Flexible exchange rate
So, Indian rupee’s depreciation is also of our own making. India had controlled the exchange rate before 1994, as part of a repressed economy, with decades of experience of controls, permits and licenses. It had imposed high tariffs on imports; quotas for certain products; restrictions on inflows and outflows of foreign exchange; controls on outward remittances and travel money in dollars for each traveler. The famous movie of the period had a catchy title: Around the world in eight dollars.
Since then, India’s economic liberalisation in steps with gradual measures of relaxation including foreign direct investment and both long term and short term capital glows, known as capital mobility, has made the economy more vibrant and an attractive place to invest. That has also made the macroeconomic conditions often vulnerable to global economic uncertainties.

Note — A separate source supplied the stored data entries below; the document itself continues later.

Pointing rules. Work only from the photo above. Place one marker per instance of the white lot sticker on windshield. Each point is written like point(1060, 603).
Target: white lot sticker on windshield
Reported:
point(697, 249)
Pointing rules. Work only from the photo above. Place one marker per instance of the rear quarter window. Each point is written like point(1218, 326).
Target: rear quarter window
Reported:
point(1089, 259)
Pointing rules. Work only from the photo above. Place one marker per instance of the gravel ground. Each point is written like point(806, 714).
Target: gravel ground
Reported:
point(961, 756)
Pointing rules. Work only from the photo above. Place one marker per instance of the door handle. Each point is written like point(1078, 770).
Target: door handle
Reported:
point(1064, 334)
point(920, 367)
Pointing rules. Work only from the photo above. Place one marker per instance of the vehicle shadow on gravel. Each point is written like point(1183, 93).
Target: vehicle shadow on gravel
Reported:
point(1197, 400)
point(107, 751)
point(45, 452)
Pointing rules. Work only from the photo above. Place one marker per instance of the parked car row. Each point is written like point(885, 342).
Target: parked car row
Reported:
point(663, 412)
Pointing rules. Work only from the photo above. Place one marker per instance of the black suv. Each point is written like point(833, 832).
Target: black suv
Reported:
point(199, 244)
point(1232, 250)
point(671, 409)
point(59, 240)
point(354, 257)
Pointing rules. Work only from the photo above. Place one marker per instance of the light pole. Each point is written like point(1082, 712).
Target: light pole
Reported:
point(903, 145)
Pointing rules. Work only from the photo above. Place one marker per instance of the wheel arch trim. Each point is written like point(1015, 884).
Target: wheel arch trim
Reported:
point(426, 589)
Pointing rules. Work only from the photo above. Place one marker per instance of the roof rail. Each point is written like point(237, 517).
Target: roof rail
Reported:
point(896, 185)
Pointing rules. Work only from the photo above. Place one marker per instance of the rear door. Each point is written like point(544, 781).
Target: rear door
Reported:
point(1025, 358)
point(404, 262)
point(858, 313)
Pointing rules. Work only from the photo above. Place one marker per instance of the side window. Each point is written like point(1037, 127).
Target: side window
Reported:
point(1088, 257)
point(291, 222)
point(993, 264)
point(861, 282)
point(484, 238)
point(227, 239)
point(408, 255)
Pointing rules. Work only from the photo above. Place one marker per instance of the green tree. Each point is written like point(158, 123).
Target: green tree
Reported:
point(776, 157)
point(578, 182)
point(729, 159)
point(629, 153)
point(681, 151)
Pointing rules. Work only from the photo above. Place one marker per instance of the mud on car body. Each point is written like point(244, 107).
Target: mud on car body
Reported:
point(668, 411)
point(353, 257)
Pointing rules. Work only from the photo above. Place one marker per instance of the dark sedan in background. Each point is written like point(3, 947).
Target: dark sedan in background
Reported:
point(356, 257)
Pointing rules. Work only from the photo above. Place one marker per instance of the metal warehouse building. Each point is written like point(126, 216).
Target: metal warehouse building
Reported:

The instability in currency values are stemming from what is known as “the impossible trinity” also referred to as the trilemma faced by policy makers all over the world. A country cannot have all the three same time: a flexible exchange rate, perfect capital mobility and independent monetary policy. If a country has to have free flows of capital and flexible exchange rate, it cannot have an independent monetary policy, or if a country wants to pursue an independent monetary policy, it has to accept either a closed capital account or a fixed exchange rate.
Countries manage their way out of the impossible trinity by moving away from the hard corners to middle solutions. The advanced countries have been doing it by currency market interventions by central bank, through their open market sales of foreign currency by purchase of domestic currency to arrest its fall. Undoubtedly, such absorption of domestic currency would create liquidity problem. With a view to meeting the shortage in domestic money supply, central banks purchase bonds and pump in liquidity. Similar open market operations in opposite directions are resorted to prevent the domestic currency appreciating.
These interventions may not be approved by the puritans, as these interventions amount to “dirty floats”. But, they have increasingly become more acceptable from the political economy point of view. All the flexible exchanged rate regimes fall under the description as managed floats.
India is no stranger to these interventions. It has done it again this time The RBI started intervening heavily soon after the slide started. It sold nearly $2.5 billion and its foreign exchange reserves came down to $423.58 billion in the week of April 20. During the Asian currency crisis in the 1990s, when the outflow of the US dollar and hard currencies wrecked the Thai economy and began to spread to the ASEAN economies, Malaysia’s Dr Mahathir Mohamad imposed several measures of controls on capital movements, one of which was known as “roach motel policy”. Under this, foreign currency can be checked in, but cannot be checked out! Capital controls were however withdrawn in about year, when macroeconomic stability returned. That was the promise by Dr Mahathir.
Though disapproved by IMF at that time, IMF softened its stand on capital controls over the period. The IMF Chief Horst Koehler (2000-04) observed that the Malaysian decision was the right decision. As the saying goes, “all is fair in love in war!”